Canada’s first large-scale stacked distribution warehouse is set for a construction start this spring on the banks of the Fraser River in Riverbend Business Park in Burnaby, B.C.
What separates the 707,000-square-foot building from others in the country is that the upper level is engineered to bear the weight of fully-loaded transport trucks.
The project, a development by Oxford Properties Group, will contain 437,000 square feet with 32-foot clear heights on the main floor. The second level will be accessible to full size transport trailers via a heated ramp and will have 270,000 square feet under a 28-foot ceiling. It will accommodate a 130-foot truck court, Jeff Miller, the head of industrial for Oxford, said.
While stacked industrial buildings like it have been constructed in Asia for more than 20 years, the model is new to North America.
It is best suited to high-density cities with shortages of developable land, Miller said. Vancouver is ripe for the stacked project because vacancy rates are at “an all-time low” of about 1.5 per cent.
Miller said he expects the market for the building type to remain small in North America. “You have to have extremely high barriers to entry and securing land. You need the rent (returns) to justify it and rents have accelerated more in Vancouver than anywhere in Canada.”
Since 2011, Oxford has developed Riverbend Business Park, putting up four industrial buildings on the old paperboard milling operation lands, he said.
He said, like other buildings in the park, the stacked project will seek LEED certification. Earlier this year Oxford’s Riverbend work earned the 2019 City of Burnaby Environmental Award for such initiatives as the restoration of the Fraser River shoreline and the protection of native species along the river. Invasive and non-native plant species were removed, improvements made to fish habitats and shoreline erosion protection measures installed.
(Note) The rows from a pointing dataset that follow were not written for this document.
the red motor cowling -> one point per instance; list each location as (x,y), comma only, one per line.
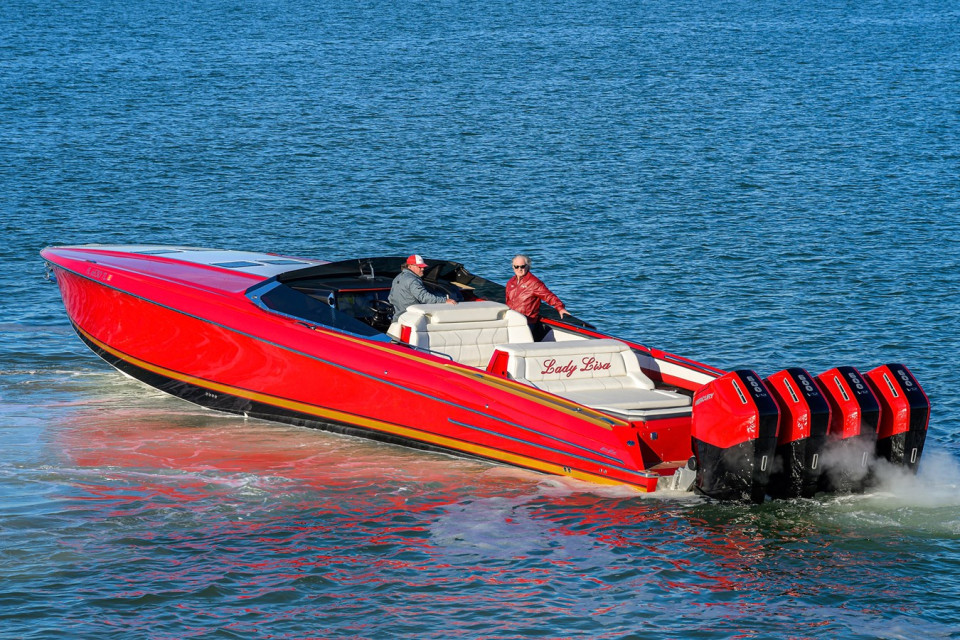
(904,414)
(734,434)
(804,420)
(852,436)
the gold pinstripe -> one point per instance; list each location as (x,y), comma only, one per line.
(339,416)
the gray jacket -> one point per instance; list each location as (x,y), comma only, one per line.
(408,289)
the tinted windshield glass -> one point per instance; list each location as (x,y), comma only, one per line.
(283,299)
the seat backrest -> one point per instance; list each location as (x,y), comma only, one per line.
(467,332)
(575,365)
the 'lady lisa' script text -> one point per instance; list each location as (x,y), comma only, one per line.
(588,363)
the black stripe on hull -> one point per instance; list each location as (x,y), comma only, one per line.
(237,405)
(251,408)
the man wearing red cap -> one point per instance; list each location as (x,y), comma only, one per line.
(524,293)
(408,288)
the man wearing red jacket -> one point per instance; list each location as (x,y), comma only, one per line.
(524,293)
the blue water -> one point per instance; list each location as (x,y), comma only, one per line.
(749,184)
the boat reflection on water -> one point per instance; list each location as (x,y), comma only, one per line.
(279,519)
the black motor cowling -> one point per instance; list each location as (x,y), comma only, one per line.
(734,435)
(804,419)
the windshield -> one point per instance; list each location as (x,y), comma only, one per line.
(280,298)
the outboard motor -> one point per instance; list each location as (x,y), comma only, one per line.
(852,437)
(904,414)
(734,435)
(804,420)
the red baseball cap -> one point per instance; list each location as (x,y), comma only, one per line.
(416,261)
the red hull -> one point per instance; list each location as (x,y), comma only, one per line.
(191,331)
(303,342)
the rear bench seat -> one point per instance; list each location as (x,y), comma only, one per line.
(602,374)
(467,332)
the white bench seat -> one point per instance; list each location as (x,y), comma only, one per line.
(467,332)
(602,374)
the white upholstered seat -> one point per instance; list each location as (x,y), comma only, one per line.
(603,374)
(468,332)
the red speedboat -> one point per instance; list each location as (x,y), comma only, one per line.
(313,343)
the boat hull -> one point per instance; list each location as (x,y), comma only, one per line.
(228,355)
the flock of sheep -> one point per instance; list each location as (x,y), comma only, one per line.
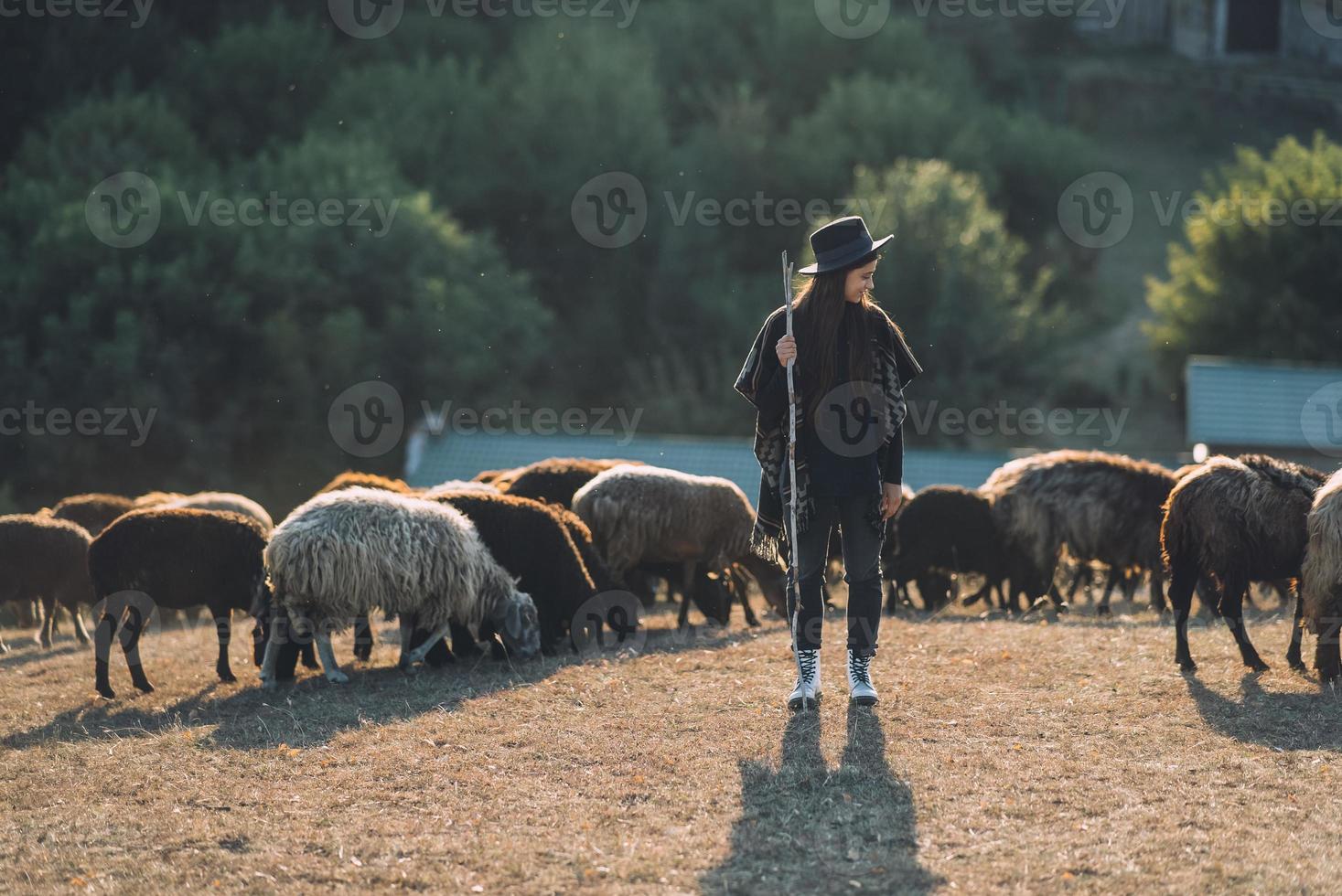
(513,560)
The stacked industrial development will feature an amenity pier jutting into the Fraser River and Oxford has developed a network of nature trails at Riverbend that tie into Burnaby’s trail system. Oxford also removed more than 300,000 cubic metres of waste and debris from a former landfill to make way for the business park, Miller said.
When fully developed, the park will feature 1.35 million square feet of industrial buildings. While other developments on the 64-acre property had to be pre-loaded to prepare for building loads, Miller said the soil at the stacked industrial building did not require compaction.
The structure will be clad in precast concrete and glass and feature architectural lines, he said.
“The City of Burnaby has very high design standards. We are building these buildings long-term so we want to make sure that we’re building something that will stand the test of time,” said Miller.
The contractor is Ledcor and the architects are Ware Malcomb and Christopher Bozyk Architects. Miller said Oxford is open to signing up one or multiple tenants for the building. The building and landscaping are slated for completion in 2022.